To build relationships with independent booksellers, you’ll need to make your books available through vendors other than Amazon. For e-books, that means foregoing KDP Select, or foregoing the program after a 90-day run or two, and uploading your book to https://www.kobo.com/writinglife.

In the same vein, you’ll want to have softcover (or hardcover) editions available from sources besides Amazon’s CreateSpace. Ingram’s Spark (for authors) and Lightning Source (for small presses) are affordable print-on-demand options if you’ve chosen not to warehouse a large inventory of your books. You’ll need an ISBN; these can be bought in batches from Bowker.

For the “tree book” editions, you’ll want to upload bibliographic information to IndieBound, which is maintained by the American Booksellers Association (ABA). My thanks to my fine local bookseller David Cheezum of Fireside Books for providing these instructions for authors:

1) Log in to IndieBound.org using your personal account.  If you don't have an account on IndieBound.org, create one at http://www.indiebound.org/join

2) Search for the 13 Digit ISBN (no spaces or hyphens) of the book to see:

        If it’s already listed in the database (go to 3c)
        if it needs to be added (go to 3a)
        if it's just missing a cover (3b)

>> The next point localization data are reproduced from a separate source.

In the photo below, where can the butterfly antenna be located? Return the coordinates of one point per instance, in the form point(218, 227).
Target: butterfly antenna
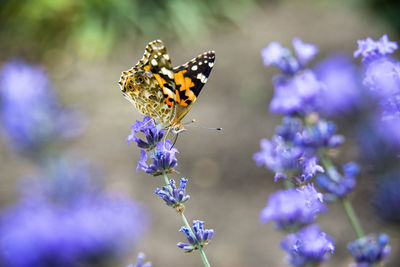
point(202, 127)
point(175, 139)
point(166, 135)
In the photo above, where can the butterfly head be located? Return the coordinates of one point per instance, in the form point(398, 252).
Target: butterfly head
point(177, 128)
point(134, 81)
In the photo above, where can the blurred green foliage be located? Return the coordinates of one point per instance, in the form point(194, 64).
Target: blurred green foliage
point(389, 10)
point(92, 27)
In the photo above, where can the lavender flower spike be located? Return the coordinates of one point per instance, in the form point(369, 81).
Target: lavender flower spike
point(151, 132)
point(140, 260)
point(164, 159)
point(369, 250)
point(293, 207)
point(309, 245)
point(370, 49)
point(174, 197)
point(304, 51)
point(201, 236)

3a) For missing books, go to: www.indiebound.org/addabook
3b) For missing cover art, navigate to: www.indiebound.org/addabook/cover
3c) To edit a book description, go to: www.indiebound.org/addabook/ISBN 

4) Enter your data, attach an image, and submit

5) Allow time for approval by someone at ABA.  You will receive an email when your image is approved.  Once approved, it can take up to 24 hours for your book cover to appear in search results and on IndieBound.org.

Once you’ve created indie access for your titles, be sure to link to Indiebound as well as Amazon from your website, newsletters, etc. You can even become an Indiebound Affiliate and receive a referral percentage from the sales generated by your links.

Now you’re ready to connect with indie booksellers in a way that builds positive, long-lasting relationships.